Casino hotel in Nevada, United States

The Four Queens (also stylized 4 Queens) is a hotel and casino in downtown Las Vegas, Nevada, on the Fremont Street Experience. The property includes a 690-room hotel and a 27269 sqft casino. The Four Queens was developed by Ben Goffstein, who named it in reference to his four daughters. The casino opened on June 2, 1966, followed by the eight-story hotel two months later. The hotel opened with 115 rooms, and a 10-story addition was completed in 1969. Another 18-story tower was added in 1981.

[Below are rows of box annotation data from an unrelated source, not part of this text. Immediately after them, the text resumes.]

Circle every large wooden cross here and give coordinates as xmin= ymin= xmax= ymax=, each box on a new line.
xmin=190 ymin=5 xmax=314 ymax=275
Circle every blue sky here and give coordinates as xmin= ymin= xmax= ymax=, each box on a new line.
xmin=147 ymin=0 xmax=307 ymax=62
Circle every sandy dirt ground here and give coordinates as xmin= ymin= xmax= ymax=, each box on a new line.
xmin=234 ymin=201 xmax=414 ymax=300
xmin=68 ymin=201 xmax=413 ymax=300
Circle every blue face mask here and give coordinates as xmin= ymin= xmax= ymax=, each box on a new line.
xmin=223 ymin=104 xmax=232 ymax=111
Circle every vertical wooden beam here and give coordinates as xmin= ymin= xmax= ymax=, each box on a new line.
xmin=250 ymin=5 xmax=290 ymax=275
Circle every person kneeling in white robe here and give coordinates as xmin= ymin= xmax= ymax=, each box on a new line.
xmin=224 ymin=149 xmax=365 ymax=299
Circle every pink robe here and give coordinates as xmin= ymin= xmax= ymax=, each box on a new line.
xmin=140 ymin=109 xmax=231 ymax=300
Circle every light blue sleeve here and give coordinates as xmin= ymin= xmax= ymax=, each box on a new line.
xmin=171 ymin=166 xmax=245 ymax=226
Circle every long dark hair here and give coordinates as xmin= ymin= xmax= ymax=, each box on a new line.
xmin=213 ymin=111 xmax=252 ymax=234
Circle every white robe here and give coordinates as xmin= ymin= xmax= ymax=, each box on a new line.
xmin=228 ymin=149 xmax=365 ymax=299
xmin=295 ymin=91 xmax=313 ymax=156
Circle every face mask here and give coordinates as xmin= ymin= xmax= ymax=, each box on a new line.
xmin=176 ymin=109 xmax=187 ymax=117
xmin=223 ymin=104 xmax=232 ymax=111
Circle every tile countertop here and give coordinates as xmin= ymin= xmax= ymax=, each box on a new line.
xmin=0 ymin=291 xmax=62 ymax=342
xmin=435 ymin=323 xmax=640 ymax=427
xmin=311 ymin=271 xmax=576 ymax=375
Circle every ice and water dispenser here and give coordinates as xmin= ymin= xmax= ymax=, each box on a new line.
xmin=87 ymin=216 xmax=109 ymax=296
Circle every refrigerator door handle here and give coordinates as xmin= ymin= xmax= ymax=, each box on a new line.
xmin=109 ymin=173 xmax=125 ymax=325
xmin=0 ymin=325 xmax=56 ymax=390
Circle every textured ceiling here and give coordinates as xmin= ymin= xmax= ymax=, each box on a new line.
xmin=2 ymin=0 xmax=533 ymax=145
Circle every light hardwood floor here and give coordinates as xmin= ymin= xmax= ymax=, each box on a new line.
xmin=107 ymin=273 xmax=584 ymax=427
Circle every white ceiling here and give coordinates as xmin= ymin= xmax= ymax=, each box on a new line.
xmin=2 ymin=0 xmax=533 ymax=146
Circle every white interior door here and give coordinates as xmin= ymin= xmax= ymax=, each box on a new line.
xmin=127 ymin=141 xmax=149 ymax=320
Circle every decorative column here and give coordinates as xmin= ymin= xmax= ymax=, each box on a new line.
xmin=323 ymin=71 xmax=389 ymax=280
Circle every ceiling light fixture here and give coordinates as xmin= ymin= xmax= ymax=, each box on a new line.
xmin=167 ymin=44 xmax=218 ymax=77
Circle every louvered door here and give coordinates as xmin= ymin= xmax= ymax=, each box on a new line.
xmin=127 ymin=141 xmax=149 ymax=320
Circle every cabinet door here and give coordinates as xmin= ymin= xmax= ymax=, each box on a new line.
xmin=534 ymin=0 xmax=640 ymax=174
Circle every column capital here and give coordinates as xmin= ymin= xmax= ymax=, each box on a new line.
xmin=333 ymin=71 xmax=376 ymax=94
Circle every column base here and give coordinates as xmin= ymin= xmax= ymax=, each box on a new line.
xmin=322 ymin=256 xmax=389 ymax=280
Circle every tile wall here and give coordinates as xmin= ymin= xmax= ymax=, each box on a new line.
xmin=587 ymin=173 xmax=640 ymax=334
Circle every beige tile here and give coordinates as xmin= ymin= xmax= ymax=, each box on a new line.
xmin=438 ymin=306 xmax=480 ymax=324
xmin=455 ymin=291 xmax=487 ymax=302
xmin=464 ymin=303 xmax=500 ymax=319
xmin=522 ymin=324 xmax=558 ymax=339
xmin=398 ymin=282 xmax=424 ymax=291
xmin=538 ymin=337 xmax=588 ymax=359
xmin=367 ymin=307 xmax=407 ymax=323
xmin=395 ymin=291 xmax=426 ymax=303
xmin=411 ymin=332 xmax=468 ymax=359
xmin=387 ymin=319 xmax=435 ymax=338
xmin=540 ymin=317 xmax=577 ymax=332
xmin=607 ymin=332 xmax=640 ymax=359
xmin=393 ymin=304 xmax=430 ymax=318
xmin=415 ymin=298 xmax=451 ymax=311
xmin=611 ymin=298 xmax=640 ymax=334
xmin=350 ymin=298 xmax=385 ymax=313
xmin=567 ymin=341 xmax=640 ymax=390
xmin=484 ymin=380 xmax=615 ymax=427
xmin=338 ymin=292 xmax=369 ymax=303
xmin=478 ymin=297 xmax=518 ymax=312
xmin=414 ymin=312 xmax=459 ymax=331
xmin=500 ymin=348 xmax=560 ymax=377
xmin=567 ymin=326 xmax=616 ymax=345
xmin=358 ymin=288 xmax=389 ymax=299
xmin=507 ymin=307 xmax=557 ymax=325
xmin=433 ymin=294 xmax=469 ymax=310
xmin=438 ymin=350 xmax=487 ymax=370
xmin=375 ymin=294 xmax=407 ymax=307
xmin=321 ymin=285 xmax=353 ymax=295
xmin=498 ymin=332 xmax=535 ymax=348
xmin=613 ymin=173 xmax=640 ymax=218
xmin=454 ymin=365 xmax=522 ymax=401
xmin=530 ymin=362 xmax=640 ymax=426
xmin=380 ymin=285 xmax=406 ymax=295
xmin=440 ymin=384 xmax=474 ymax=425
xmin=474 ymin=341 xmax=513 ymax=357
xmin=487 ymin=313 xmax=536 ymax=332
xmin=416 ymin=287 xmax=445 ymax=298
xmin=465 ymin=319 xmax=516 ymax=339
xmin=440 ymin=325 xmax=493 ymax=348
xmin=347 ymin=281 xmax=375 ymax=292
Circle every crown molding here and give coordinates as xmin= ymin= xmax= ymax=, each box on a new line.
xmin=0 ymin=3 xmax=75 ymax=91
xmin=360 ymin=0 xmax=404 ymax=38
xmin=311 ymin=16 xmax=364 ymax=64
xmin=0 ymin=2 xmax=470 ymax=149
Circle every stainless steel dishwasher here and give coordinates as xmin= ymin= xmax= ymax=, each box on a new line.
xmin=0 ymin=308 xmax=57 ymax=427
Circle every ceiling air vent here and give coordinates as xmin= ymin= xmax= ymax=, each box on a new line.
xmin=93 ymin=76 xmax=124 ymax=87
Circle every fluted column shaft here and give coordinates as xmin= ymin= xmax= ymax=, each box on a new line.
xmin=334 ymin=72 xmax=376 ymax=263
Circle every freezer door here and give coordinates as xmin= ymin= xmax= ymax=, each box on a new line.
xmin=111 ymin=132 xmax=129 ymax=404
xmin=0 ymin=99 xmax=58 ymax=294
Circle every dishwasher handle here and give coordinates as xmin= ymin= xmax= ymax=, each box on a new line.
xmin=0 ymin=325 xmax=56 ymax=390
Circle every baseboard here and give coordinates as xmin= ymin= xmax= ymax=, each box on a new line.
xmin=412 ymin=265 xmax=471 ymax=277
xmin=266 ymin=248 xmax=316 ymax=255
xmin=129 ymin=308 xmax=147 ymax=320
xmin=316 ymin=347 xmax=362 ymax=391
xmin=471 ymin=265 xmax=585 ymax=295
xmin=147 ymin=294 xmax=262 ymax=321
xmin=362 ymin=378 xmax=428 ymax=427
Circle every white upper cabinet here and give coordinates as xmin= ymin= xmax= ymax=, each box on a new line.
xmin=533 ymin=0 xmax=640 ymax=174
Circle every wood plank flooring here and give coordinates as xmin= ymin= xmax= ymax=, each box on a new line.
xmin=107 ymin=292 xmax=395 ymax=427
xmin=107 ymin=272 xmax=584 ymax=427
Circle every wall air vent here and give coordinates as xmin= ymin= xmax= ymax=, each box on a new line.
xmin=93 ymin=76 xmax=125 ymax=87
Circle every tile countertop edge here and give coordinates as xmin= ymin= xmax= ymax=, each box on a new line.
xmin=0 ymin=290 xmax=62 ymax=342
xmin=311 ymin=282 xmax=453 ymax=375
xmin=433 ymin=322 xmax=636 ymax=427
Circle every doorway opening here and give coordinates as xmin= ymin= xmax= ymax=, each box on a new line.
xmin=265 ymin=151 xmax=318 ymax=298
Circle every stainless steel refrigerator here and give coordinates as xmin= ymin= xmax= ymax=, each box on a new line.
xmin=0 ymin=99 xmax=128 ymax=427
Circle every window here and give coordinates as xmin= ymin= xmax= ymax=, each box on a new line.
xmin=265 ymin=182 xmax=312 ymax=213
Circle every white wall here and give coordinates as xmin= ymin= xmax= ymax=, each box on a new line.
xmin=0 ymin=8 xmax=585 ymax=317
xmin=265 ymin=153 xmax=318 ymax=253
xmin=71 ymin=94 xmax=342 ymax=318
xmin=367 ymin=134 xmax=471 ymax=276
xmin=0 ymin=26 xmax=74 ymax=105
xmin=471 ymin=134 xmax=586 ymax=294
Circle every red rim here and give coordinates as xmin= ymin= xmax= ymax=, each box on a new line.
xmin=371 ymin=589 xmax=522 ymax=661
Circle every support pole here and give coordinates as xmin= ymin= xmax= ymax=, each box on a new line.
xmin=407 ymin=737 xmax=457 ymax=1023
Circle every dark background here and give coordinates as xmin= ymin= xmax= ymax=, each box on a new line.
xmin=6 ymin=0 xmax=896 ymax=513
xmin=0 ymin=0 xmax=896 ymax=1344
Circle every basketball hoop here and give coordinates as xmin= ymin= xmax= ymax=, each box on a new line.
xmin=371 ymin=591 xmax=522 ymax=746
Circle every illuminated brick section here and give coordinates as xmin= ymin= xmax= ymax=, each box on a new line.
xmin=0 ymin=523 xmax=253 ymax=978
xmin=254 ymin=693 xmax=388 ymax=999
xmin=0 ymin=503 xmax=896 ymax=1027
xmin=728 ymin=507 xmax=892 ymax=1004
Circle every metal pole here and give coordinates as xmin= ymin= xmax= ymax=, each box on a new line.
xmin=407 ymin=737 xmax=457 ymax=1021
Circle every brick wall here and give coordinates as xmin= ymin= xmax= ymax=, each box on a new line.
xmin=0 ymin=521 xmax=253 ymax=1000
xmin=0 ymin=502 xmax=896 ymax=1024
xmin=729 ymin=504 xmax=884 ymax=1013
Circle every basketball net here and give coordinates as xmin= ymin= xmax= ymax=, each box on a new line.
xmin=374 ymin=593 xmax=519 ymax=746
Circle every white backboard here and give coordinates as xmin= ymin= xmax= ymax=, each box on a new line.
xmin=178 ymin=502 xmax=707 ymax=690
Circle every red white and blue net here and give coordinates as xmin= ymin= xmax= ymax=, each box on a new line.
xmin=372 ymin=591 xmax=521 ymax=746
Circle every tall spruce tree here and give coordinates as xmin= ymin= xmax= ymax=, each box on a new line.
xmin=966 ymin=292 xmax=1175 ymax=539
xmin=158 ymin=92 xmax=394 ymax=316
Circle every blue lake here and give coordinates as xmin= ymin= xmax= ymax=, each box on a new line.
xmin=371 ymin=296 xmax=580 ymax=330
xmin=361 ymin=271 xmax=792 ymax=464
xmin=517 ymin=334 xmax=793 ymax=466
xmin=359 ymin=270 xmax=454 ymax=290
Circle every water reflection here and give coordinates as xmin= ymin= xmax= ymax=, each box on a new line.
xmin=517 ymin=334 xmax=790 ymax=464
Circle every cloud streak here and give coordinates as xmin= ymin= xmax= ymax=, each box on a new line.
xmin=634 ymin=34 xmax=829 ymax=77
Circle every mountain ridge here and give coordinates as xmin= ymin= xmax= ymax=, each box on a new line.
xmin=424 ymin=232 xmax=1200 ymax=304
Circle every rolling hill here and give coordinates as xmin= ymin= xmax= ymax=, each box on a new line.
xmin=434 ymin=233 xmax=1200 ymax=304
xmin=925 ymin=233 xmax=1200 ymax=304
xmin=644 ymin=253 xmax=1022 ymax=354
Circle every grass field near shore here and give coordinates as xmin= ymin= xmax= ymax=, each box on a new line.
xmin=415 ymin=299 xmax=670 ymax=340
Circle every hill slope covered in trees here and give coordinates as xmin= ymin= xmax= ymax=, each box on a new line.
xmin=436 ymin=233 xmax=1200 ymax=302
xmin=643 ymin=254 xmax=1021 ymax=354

Elsinore Corporation owned the property from 1973 to 2003, when it was sold to local businessman Terry Caudill. It is owned and operated through his company, TLC Casino Enterprises.

==History==
The Four Queens was developed by Ben Goffstein, the former president of the Riviera hotel-casino. Joe Wells, the father of actress Dawn Wells, was also a partner in the Four Queens. A groundbreaking ceremony was held on November 16, 1964. The property was expected to open the following year, although construction later fell behind schedule. A drug store and several shops were demolished to make way for the Four Queens. The casino portion opened on June 2, 1966, accompanied by a promotional giveaway with prizes totaling $250,000. The hotel opened on August 12, 1966.

The property is named in reference to Goffstein's four daughters, each considered a variation of the Queen playing card: Faith (the Queen of Hearts), Hope (the Queen of Diamonds), Benita (the Queen of Clubs), and Michele (the Queen of Spades). According to Michele, "My parents were much more excited about it than we were. My father printed business cards for all of us. I was the Queen of Spades because I was the oldest. My mother had cards that said 'Joker' because there were only four queens." Ben Goffstein died at the age of 59, a year after the property opened. Tommy Callahan, initially an executive vice president, became president and general manager upon Goffstein's death. Callahan priced rooms at $10 a night, a practice that remained in effect for at least the next six years.

From 1973 to 2003, the Four Queens was owned by Elsinore Corporation, a wholly owned subsidiary of the Hyatt Corporation until 1979, when it became an independent company.

Jeanne Hood became the property's president in 1977, following the death of her husband David, who had held the position until that point. At the time, the only other woman in Las Vegas to oversee a gaming property was Claudine Williams at the Holiday Casino. Hood retained her position until 1993. Both women later died in 2009, and are among few who have served as gaming chiefs in Las Vegas.

Multiple unions, representing thousands of resort workers in Las Vegas, went on a year-long strike beginning in 1984. Employees at the Four Queens had been represented by the Culinary Workers Union until 1985, when they voted to decertify the union. It was the last resort still being picketed by striking workers. The Four Queens operated without union representation for the next decade, eventually signing a new contract with Culinary in 1998.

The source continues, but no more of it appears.